# Expert 24" LX - AAS Corel Draw Plug-in



## dsburfitt (Jun 17, 2011)

Can anyone help me by posting a link or a post containing the file to use to install this plug in, im in limbo here and i just cant quite catch on to how Great Cut Software works with the AAS.

Thanks!


----------



## FatKat Printz (Dec 26, 2008)

You want the Corel plug in for Great Cut? have you joined the GCC Club? There are downloads there..also synergy17.com has manuals and downloads readily available on their website for GCC products. 

Basically, the plug in will become a small icon on your toolbar and you design in Corel click on the icon and Great Cut will automatically appear with your artwork from Corel.


----------



## Nick Horvath (Feb 26, 2010)

dsburfitt said:


> Can anyone help me by posting a link or a post containing the file to use to install this plug in, im in limbo here and i just cant quite catch on to how Great Cut Software works with the AAS.
> 
> Thanks!


It should install right off the CD. 

AAS Corel Draw Installer for either 32 or 64 bit located under the GCC Expert 24LX option on the main menu.


----------



## dsburfitt (Jun 17, 2011)

Nick Horvath said:


> It should install right off the CD.
> 
> AAS Corel Draw Installer for either 32 or 64 bit located under the GCC Expert 24LX option on the main menu.


I wish I had received the CD, I bought the Cutter used and it came with a power cord thats all haha.

I doubt id find the CD in torrents... ahh frustrating


----------



## FatKat Printz (Dec 26, 2008)

dsburfitt said:


> I wish I had received the CD, I bought the Cutter used and it came with a power cord thats all haha.
> 
> I doubt id find the CD in torrents... ahh frustrating


Did you go to both websites?


----------



## dsburfitt (Jun 17, 2011)

FatKat Printz said:


> Did you go to both websites?


I checked out the Synergy one previously, thats where i had obtained the drivers for the cutter, but i didnt see any indication of the Optical sensor plugin. 

The Club GCC seemed like a site for a hotel, ill have to google a bit further in to it.


----------



## FatKat Printz (Dec 26, 2008)

Its on the GCC website, it has drivers and plug ins. You can register your cutter. 

Are you able to cut at all? 

Did you download the manual off of synergy's website?

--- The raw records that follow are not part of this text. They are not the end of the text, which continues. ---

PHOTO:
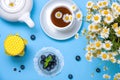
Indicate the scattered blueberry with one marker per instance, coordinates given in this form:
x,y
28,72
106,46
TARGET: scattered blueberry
x,y
14,69
22,67
78,58
70,76
33,37
98,70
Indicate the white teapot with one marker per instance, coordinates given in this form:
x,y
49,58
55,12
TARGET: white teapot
x,y
16,10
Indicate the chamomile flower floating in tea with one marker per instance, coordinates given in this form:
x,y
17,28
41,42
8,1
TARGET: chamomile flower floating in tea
x,y
79,15
14,45
58,15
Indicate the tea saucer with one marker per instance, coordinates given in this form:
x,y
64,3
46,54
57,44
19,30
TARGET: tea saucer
x,y
50,30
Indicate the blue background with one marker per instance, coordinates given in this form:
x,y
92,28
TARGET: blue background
x,y
70,48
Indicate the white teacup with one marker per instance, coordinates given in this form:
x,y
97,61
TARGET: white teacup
x,y
58,27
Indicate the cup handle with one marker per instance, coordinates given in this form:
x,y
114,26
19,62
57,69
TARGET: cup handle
x,y
26,18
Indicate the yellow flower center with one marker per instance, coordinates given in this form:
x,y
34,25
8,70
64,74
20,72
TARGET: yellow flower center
x,y
106,12
104,56
107,45
109,18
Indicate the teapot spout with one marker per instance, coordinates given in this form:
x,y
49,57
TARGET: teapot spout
x,y
26,18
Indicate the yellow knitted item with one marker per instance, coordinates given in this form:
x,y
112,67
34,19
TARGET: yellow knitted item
x,y
14,45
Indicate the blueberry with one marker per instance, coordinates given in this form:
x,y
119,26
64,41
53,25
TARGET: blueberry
x,y
33,37
22,67
14,69
49,55
98,70
78,58
43,57
70,76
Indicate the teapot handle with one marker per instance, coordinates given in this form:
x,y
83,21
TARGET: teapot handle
x,y
26,18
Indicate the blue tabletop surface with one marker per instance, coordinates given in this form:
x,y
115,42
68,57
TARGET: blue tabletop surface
x,y
81,70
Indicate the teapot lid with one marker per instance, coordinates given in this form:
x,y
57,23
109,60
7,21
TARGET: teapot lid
x,y
12,6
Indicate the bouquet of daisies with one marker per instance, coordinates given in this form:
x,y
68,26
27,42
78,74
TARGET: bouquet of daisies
x,y
103,34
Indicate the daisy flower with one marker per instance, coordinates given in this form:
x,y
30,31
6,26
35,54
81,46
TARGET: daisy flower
x,y
89,4
115,26
105,32
89,17
100,4
105,3
96,27
107,45
109,19
66,18
118,32
74,7
79,15
106,76
98,44
104,56
97,18
117,76
58,15
114,5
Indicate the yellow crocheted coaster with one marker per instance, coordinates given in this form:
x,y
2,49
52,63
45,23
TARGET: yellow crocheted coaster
x,y
14,45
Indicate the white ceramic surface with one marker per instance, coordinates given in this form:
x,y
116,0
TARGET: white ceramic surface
x,y
20,11
49,29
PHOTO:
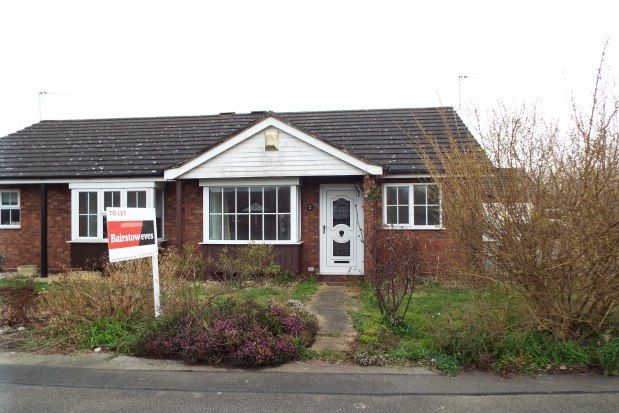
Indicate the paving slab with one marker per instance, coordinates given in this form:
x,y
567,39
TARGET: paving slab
x,y
333,304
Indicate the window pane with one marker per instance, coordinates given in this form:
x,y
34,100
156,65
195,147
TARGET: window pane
x,y
242,200
402,195
420,195
105,227
392,195
8,198
83,202
229,200
92,202
402,215
242,227
83,225
283,199
256,200
392,217
159,212
270,227
92,225
434,215
341,212
229,227
111,200
142,199
15,215
214,200
341,249
269,199
214,227
5,216
256,227
283,226
420,215
433,194
136,199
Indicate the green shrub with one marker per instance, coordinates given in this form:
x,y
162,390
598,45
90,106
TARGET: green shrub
x,y
116,334
608,356
232,332
251,261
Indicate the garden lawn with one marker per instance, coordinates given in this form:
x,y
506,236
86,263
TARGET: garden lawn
x,y
119,334
443,330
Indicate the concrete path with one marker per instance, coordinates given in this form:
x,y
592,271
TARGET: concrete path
x,y
336,331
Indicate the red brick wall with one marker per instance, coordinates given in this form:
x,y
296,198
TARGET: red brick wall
x,y
310,222
58,227
22,246
433,242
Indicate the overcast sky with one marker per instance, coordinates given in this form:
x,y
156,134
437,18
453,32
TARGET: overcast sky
x,y
131,58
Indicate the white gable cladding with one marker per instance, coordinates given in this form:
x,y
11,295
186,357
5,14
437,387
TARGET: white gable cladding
x,y
294,157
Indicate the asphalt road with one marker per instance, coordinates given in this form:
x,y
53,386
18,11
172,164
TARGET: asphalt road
x,y
31,388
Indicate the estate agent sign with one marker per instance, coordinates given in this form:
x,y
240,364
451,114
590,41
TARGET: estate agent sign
x,y
131,234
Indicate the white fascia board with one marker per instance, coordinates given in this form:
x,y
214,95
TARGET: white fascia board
x,y
401,176
247,133
250,182
112,185
76,181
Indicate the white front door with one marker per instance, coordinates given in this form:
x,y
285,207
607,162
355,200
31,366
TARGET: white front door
x,y
341,230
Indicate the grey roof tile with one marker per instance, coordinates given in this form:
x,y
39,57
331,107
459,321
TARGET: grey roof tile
x,y
132,147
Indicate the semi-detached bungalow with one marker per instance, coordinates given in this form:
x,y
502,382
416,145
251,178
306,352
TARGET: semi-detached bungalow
x,y
294,180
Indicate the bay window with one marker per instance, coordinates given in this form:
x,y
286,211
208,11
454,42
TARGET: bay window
x,y
252,213
10,214
413,206
89,201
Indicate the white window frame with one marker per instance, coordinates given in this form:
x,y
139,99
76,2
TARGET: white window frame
x,y
100,189
10,207
295,203
411,207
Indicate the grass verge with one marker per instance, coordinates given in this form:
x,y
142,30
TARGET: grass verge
x,y
452,329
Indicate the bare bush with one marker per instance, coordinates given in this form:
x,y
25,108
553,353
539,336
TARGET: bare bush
x,y
393,261
541,215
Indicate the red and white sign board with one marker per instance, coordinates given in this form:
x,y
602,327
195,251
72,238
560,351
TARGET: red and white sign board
x,y
131,233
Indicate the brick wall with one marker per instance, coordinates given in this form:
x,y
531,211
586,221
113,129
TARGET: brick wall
x,y
23,246
433,243
310,223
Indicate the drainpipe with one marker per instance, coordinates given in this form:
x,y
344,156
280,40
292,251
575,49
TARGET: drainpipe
x,y
43,263
179,214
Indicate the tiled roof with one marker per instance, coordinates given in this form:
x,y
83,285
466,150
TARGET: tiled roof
x,y
132,147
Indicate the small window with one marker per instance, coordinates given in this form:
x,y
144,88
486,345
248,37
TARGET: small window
x,y
136,199
10,215
159,212
412,206
87,215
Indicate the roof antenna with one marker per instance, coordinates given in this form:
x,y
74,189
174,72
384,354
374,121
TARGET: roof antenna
x,y
41,93
44,92
460,79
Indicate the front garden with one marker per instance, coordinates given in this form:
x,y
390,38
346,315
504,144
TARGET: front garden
x,y
452,329
251,315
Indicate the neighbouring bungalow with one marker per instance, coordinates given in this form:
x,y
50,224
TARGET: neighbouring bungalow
x,y
294,180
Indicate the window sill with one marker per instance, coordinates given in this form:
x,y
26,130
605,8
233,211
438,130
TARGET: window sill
x,y
231,242
412,227
102,241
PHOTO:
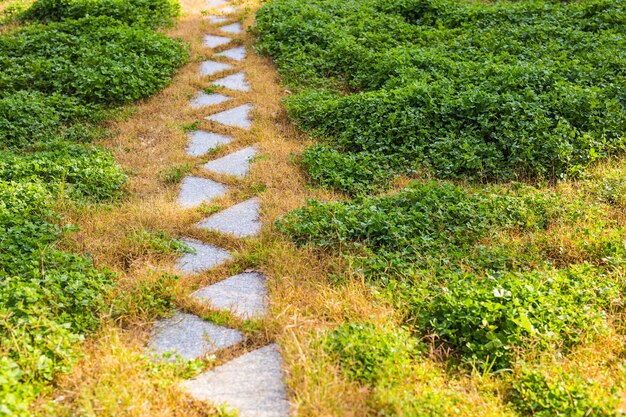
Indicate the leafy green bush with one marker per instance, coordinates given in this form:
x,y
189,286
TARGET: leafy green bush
x,y
152,13
81,172
370,354
464,89
95,60
561,395
28,118
487,321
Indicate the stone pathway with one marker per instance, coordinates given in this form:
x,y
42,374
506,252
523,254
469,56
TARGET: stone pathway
x,y
253,383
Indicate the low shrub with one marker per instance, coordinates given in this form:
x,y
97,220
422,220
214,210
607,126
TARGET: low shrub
x,y
461,89
562,394
151,13
370,354
81,172
93,59
488,321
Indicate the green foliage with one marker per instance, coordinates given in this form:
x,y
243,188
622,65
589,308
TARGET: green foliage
x,y
487,321
370,354
151,13
174,174
146,299
80,171
57,83
95,60
496,90
484,302
562,395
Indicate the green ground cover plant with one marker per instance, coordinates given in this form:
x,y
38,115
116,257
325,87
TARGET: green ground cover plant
x,y
499,90
151,13
58,83
515,255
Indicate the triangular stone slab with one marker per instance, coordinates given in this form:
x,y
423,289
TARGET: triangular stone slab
x,y
236,163
213,41
195,190
244,295
233,82
217,19
213,67
204,258
252,384
241,220
237,54
190,337
234,28
203,99
201,142
236,117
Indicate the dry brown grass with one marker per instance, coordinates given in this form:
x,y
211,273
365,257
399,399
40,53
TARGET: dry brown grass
x,y
302,301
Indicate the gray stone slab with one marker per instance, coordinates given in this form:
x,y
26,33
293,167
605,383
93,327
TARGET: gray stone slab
x,y
241,220
217,19
195,191
237,117
236,163
237,54
244,295
234,28
204,258
252,384
213,41
201,142
190,337
213,67
233,82
203,99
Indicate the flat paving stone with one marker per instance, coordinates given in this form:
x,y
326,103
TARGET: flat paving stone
x,y
205,257
241,220
201,142
195,191
216,3
252,384
213,41
190,337
236,163
203,99
213,67
233,82
237,117
237,54
244,295
234,28
217,19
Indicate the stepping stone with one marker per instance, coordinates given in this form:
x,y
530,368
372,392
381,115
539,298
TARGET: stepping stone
x,y
234,82
237,117
234,28
241,220
213,41
212,67
238,53
252,384
203,99
195,191
217,19
190,337
245,295
202,142
236,163
204,257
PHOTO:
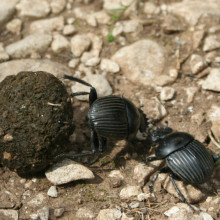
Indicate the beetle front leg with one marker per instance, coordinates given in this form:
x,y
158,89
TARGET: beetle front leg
x,y
178,191
163,170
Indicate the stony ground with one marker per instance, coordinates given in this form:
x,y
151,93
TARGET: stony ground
x,y
162,55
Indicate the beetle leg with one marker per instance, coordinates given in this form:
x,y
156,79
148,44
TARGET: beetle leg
x,y
178,191
92,95
163,170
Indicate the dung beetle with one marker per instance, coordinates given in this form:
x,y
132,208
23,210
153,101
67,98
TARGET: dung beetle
x,y
109,117
186,158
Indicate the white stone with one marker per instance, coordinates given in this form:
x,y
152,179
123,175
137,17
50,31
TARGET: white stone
x,y
7,9
94,61
102,17
212,82
205,216
59,43
143,196
116,174
214,113
109,214
192,11
3,55
91,20
9,214
52,192
99,82
69,29
211,43
130,191
190,92
34,8
153,108
43,213
47,25
112,4
167,93
67,171
171,211
109,66
85,213
197,63
37,200
79,44
14,26
151,8
15,66
57,6
141,62
32,43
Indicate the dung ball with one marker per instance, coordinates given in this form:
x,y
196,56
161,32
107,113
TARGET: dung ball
x,y
36,120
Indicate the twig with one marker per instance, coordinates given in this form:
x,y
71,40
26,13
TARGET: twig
x,y
213,139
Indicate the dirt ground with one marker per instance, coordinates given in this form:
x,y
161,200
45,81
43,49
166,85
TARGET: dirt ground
x,y
99,193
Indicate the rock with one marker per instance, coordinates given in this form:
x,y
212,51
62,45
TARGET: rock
x,y
214,113
25,150
109,66
32,43
91,20
8,214
211,43
197,38
15,66
94,61
172,24
112,4
59,43
153,108
3,55
47,25
150,8
116,174
69,29
128,26
130,191
52,192
73,63
57,6
191,193
34,8
141,62
192,11
85,213
99,82
109,214
190,93
67,171
58,212
79,44
212,81
14,26
167,93
43,213
7,9
197,63
143,196
39,199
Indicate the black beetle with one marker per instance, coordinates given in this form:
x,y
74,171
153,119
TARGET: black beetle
x,y
109,117
186,158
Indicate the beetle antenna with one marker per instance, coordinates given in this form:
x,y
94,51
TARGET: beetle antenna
x,y
77,80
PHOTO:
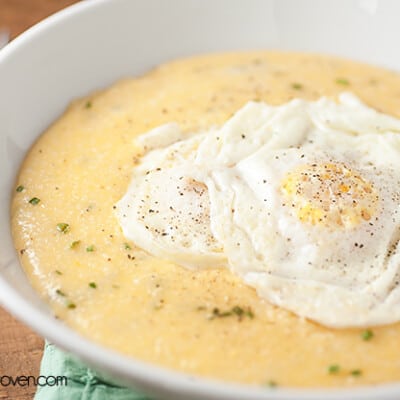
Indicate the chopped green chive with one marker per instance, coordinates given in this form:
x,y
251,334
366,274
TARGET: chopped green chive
x,y
342,81
333,369
34,201
60,292
74,244
367,335
234,311
297,86
63,227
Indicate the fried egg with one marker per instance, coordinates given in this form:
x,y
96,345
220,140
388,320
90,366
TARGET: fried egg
x,y
301,201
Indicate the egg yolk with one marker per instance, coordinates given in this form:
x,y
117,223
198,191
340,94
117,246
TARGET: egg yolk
x,y
329,194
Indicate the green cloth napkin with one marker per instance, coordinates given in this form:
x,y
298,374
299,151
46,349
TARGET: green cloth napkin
x,y
83,383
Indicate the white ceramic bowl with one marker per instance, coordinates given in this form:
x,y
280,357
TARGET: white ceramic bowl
x,y
92,44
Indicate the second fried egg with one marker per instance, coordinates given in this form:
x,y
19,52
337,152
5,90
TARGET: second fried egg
x,y
302,201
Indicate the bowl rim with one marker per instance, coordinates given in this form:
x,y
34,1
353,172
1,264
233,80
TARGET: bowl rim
x,y
145,375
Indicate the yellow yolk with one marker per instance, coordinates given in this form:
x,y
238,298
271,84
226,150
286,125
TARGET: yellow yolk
x,y
330,194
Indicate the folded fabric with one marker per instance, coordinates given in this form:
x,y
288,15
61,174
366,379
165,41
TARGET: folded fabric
x,y
82,382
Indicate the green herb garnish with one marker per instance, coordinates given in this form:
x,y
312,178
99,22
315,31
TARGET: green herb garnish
x,y
367,335
297,86
234,311
74,244
333,369
342,81
63,227
34,201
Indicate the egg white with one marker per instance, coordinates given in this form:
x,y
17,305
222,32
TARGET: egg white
x,y
218,198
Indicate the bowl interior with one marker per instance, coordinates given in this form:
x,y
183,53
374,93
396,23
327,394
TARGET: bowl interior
x,y
90,45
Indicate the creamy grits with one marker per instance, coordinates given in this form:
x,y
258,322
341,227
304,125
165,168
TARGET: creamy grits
x,y
204,322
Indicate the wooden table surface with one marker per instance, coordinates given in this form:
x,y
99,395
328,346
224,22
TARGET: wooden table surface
x,y
20,348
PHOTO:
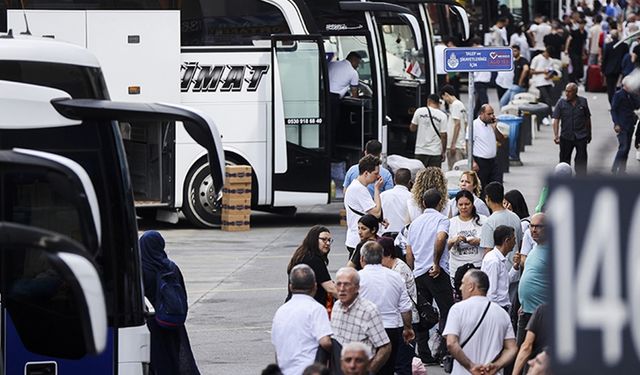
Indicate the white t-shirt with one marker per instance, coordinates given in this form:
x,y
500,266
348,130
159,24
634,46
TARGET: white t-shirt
x,y
521,41
386,289
297,328
341,77
457,112
358,198
427,140
465,253
488,341
539,32
422,239
484,140
394,207
540,63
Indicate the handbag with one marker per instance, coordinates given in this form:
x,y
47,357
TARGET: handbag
x,y
432,123
447,360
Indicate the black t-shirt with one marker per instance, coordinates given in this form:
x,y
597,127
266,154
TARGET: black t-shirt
x,y
518,66
322,275
578,40
538,325
636,50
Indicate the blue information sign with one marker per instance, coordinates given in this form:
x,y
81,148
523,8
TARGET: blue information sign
x,y
487,59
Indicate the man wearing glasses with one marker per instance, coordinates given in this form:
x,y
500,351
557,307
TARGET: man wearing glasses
x,y
534,283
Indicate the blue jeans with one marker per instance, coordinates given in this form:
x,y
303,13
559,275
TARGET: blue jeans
x,y
624,145
506,98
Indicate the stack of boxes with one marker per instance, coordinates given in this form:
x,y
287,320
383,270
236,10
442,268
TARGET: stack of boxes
x,y
236,198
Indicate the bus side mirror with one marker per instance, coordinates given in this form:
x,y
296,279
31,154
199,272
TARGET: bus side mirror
x,y
51,289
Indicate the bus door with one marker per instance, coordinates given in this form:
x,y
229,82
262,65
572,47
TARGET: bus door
x,y
300,126
409,39
404,73
49,209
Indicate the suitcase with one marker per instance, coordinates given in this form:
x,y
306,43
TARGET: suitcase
x,y
595,80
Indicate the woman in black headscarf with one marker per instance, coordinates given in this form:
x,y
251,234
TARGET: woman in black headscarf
x,y
170,349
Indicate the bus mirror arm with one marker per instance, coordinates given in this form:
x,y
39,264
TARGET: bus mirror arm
x,y
198,124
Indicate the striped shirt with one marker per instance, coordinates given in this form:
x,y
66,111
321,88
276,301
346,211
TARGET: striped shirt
x,y
359,321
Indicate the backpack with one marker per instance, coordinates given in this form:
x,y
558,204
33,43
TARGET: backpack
x,y
171,301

http://gccf.gcc.com.tw/gccclub/login.aspx


----------



## FatKat Printz (Dec 26, 2008)

dsburfitt said:


> I checked out the Synergy one previously, thats where i had obtained the drivers for the cutter, but i didnt see any indication of the Optical sensor plugin.
> 
> The Club GCC seemed like a site for a hotel, ill have to google a bit further in to it.


[media]http://www.synergy17.com/downloads/GCC/manuals/Expert24LXusermanual.pdf[/media]

Read section A3 regarding the AAS.


----------



## Nick Horvath (Feb 26, 2010)

32bit driver – www.gccamerica.com/oneclick32bit.exe
64bit driver – www.gccamerica.com/oneclick64bit.exe

Here are the drivers for 32 and 64 bit. Have you contacted GCC? Also if you register on the GCC World site, you can download a free trial of GreatCut.


----------